If validation fails, the metric creation request returns an error describing the mismatch.

## Overriding parameters on a subscription

Once you've attached a parameterized metric to a price on a plan, you can provide parameter overrides when [creating](/product-catalog/creating-subscriptions) or [editing](/product-catalog/editing-subscriptions) a subscription. Overrides are set **per price interval**, so different prices on the same subscription can use different values for the same parameter.

### API

When creating a subscription, include `price_metric_parameter_overrides`:

```json theme={null}
{
  "customer_id": "customer_abc",
  "plan_id": "plan_xyz",
  "price_metric_parameter_overrides": [
    {
      "price_id": "price_123",
      "metric_parameter_overrides": {
        "rate_multiplier": 2.5
      }
    }
  ]
}
```

You only need to specify the parameters you want to override. Any parameters not included in `metric_parameter_overrides` use the default value from the metric definition.

The same `price_metric_parameter_overrides` field is available when editing a subscription or scheduling a plan change.

### Validation rules

* Parameter names must match those defined on the metric.
* Override values must match the type of the parameter's default value (numeric overrides for numeric defaults, string overrides for string defaults).
* You cannot provide overrides for a price whose metric has no parameter definitions.

## How parameters are resolved

When Orb evaluates a parameterized metric — for invoicing, usage dashboards, or alerts — it resolves parameter values in the following order:

1. **Subscription override**: If the subscription's price interval specifies an override for a parameter, that value is used.
2. **Metric default**: If no override is provided, the default value from the metric's parameter definition is used.

The resolved values are substituted into the metric's SQL query as literal constants before execution. For example, with `rate_multiplier` resolved to `2.5`:

```sql theme={null}
-- What you define:
SELECT SUM(amount * {{rate_multiplier}}) FROM events WHERE event_name = 'transaction_processed'

-- What Orb executes:
SELECT SUM(amount * 2.5) FROM events WHERE event_name = 'transaction_processed'
```

Resolved parameter values are stored on each invoice line item for auditability, so you can always see exactly which values were used for a given billing period.

## Example use cases

**Customer-specific rate multipliers**

A payments platform charges per transaction, but enterprise customers negotiate custom rates.

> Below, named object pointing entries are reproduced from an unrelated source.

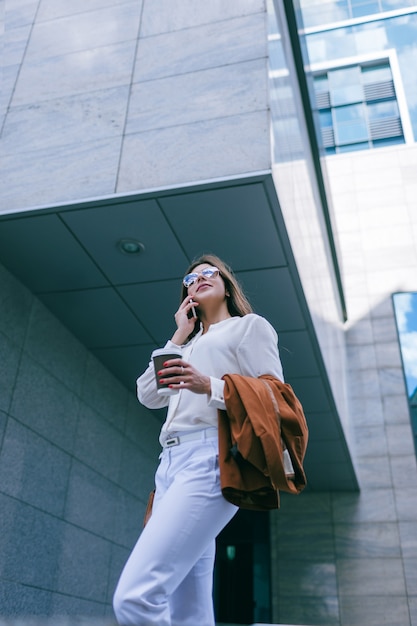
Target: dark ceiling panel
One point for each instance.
(323, 426)
(98, 317)
(297, 354)
(235, 223)
(312, 394)
(100, 229)
(272, 294)
(126, 363)
(155, 305)
(44, 255)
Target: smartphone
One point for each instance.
(192, 313)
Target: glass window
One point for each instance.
(321, 83)
(376, 74)
(345, 86)
(405, 307)
(326, 119)
(350, 124)
(361, 8)
(353, 147)
(381, 110)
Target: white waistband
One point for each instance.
(176, 439)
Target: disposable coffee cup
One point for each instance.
(159, 357)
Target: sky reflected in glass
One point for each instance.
(405, 306)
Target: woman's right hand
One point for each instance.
(185, 324)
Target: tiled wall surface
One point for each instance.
(346, 559)
(77, 458)
(102, 97)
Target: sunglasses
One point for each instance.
(207, 272)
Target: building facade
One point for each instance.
(146, 120)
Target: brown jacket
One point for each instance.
(262, 417)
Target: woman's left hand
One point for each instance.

Define a single metric with a `{{rate_multiplier}}` parameter and override it per subscription:

```sql theme={null}
SELECT SUM(transaction_amount * {{rate_multiplier}}) FROM events
WHERE event_name = 'payment_captured'
```

Default: `1.0`. Customer A overrides to `0.8` (discounted). Customer B uses the default.

**Regional pricing coefficients**

A cloud provider charges differently for compute in different regions. Use a string parameter to filter by region and a numeric parameter for the regional rate:

```sql theme={null}
SELECT SUM(compute_hours * {{regional_rate}})
FROM events
WHERE event_name = 'compute_usage'
AND region = {{target_region}}
```

**Configurable thresholds**

A data platform charges for storage above a certain threshold. Make the threshold configurable per customer:

```sql theme={null}
SELECT GREATEST(MAX(storage_gb) - {{included_gb}}, 0)
FROM events
WHERE event_name = 'storage_measured'
```

Default: `100`. Customers on a higher tier override to `500`.

## Limits

* A metric can have at most **10** parameter definitions.
* Parameter names must start with a letter or underscore and can only contain alphanumeric characters and underscores.
* Default values must be a number (`int` or `float`) or a string.